Hikmet Hadjiev, a foreign policy adviser to President Aliyev, said that Armenia rejected the proposal for the two leaders to attend a joint meeting brokered by London.

"We view Pashinyan's refusal to meet in London as his intention to withdraw from the peace agenda," he pointed out.

Shortly afterwards, Armenia's Foreign Ministry reported that Yerevan had offered Azerbaijan a bilateral meeting in the UK, but that Baku had declined the invitation. The agency notes that the meeting proposal remains in effect.

Pashinyan and Aliyev last met in Berlin in February, and the then meeting was held with the mediation of German Chancellor Olaf Scholz.

Both Armenia and Azerbaijan have repeatedly said they want to sign a peace treaty to end the conflict over the separatist region of Nagorno-Karabakh.
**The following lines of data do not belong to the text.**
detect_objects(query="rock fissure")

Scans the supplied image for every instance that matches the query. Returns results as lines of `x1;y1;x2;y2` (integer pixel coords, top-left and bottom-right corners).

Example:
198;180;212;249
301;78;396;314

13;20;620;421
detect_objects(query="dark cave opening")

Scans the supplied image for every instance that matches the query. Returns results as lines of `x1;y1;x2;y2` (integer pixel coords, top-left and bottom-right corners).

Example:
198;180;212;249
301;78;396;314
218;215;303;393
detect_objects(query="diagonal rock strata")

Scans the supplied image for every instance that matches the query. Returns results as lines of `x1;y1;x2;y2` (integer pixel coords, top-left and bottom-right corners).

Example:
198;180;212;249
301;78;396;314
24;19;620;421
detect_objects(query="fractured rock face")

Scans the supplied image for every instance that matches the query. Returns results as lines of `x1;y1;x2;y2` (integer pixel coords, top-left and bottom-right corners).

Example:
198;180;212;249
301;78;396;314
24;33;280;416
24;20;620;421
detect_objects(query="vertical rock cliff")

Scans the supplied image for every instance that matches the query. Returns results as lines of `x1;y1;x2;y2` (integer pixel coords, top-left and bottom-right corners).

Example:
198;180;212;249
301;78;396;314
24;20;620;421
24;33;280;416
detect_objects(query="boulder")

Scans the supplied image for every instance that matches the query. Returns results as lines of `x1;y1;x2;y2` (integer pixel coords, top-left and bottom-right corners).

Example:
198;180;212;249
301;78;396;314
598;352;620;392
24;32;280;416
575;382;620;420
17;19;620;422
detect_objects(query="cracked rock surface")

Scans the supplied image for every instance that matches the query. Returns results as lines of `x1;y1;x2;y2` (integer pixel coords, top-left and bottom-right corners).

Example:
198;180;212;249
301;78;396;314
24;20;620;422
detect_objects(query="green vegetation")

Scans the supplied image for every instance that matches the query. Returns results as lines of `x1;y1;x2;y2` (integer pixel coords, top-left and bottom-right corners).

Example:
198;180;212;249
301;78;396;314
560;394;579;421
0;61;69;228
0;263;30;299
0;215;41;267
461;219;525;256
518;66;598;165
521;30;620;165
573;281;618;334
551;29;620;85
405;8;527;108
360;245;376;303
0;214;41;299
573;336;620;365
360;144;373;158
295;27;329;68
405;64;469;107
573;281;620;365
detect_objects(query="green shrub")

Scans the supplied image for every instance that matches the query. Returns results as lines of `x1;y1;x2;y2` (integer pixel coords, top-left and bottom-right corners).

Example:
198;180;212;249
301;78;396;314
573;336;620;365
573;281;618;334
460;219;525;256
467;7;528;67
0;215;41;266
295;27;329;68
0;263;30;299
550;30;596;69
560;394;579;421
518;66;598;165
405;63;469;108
Ethnic Armenians in Nagorno-Karabakh enjoyed de facto independence from Baku for more than three decades until September 2023, when, in a lightning offensive, Azerbaijan retook the territory and expelled some 100,000 Armenians.

The two countries have since continued peace talks aimed at demarcating their shared 1,000 km border, which remains closed and heavily militarized.

In May, Armenia returned to Baku four abandoned Azerbaijani villages it had controlled since the early 1990s. The fate of several more villages located on small enclaves of land surrounded by the other side's territory remains unclear.

In addition, Azerbaijan, whose population is several times that of its long-time rival, is demanding that Armenia change its constitution and remove the indirect reference to Nagorno-Karabakh independence as part of the peace process.